Collectif n°3: cinquante-trois nouveaux postes créés dans l’administration
Reprise, mardi après-midi, de l’examen du collectif budgétaire n°3 à l’assemblée de la Polynésie française où les représentants ont débattu article par article avec à la clé, une floppée d’amendements.
Après la validation des recettes de fonctionnement qui, généralement, ne posent aucune difficulté, la première « bataille législative » a été livrée sur l’article 3 qui pose les bases des créations et suppressions d’emplois dans l’administration. Il ressort du document gouvernemental, en effet, la création de 391 emplois pour 338 autres qui vont être supprimés. Soit, un écart de 53 créations nouvelles dont 42 ont un impact financier sur ce collectif à hauteur de 189 millions de Fcfp.
Interpellée sur le sujet, la ministre de l’Emploi et de la Fonction publique, Vannina Crolas, a indiqué qu’un tel arbitrage avait été réalisé en interministérialité après avoir pris l’attache de l’ensemble des services du Pays. Une réponse qui n’a pas été du goût de la représentante Nicole Sanquer (AHIP) à l’origine d’un amendement visant à remettre en cause le déploiement de ces nouveaux personnels.

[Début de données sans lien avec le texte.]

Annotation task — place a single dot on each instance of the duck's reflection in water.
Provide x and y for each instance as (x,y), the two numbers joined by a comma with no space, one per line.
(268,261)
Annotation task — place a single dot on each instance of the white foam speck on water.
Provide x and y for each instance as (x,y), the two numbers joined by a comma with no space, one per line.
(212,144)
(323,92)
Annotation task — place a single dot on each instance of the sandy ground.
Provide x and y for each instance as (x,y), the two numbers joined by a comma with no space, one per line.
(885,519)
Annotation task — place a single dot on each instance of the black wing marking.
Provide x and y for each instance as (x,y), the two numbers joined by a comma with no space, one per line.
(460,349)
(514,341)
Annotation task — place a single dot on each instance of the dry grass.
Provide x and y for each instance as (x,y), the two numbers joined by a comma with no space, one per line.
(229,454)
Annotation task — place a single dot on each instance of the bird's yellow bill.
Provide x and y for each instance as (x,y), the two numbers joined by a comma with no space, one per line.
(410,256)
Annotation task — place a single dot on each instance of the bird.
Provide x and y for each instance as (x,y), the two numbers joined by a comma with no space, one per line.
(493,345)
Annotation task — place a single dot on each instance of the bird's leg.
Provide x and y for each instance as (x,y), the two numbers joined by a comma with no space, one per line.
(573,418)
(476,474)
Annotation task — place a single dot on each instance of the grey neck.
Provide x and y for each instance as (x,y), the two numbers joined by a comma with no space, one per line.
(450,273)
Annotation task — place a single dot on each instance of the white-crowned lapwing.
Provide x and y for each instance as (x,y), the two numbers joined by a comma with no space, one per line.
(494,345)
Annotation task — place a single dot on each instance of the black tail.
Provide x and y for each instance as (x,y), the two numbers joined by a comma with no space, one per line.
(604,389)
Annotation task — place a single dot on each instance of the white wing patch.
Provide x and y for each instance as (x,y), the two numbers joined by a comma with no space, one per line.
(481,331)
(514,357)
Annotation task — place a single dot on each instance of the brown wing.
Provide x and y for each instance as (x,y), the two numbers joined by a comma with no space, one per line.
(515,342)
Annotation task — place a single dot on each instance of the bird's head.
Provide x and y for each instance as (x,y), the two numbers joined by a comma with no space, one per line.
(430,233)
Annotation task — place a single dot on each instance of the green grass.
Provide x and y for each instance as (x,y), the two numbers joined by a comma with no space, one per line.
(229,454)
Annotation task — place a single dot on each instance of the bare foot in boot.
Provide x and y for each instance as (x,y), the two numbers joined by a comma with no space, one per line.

Elle a également réclamé de plus amples informations sur l’embauche d’agents de catégorie D (60 au total) et leur lieu d’affectation, avant d’affirmer que « le stylo magique (ndlr: du président), ça existe toujours! » alors même que ce dernier affirmait quelques jours plus tôt en commission législative être fier d’avoir mis un terme aux recrutements politiques.
Une heure durant sur ce seul article 3, la ministre Crolas n’a pas pu faire autrement que de déployer un trésor de patience pour répondre à toutes les questions. Tout en mesurant la difficulté d’un gouvernement qui n’a plus de majorité et qui, dorénavant, doit composer avec les partis d’opposition. Grâce à quoi les élus ont pu obtenir la liste des services bénéficiaires de ces recrutements, à savoir: l’Arass, le Smur du Sud, la Délégation au développement des communes, la DPDJ, la direction du travail, celle des Enseignements (DGEE) et autres. Avec ces nouveaux recrutements, la masse salariale du Pays devrait avoisiner les 33 milliards 500 millions à la fin de l’année.
Finalement, après tous les éclairages apportés, l’élue de A Here Ia Porinetia a retiré sa proposition d’amendement et l’article 3 du projet de délibération a été adopté à l’unanimité.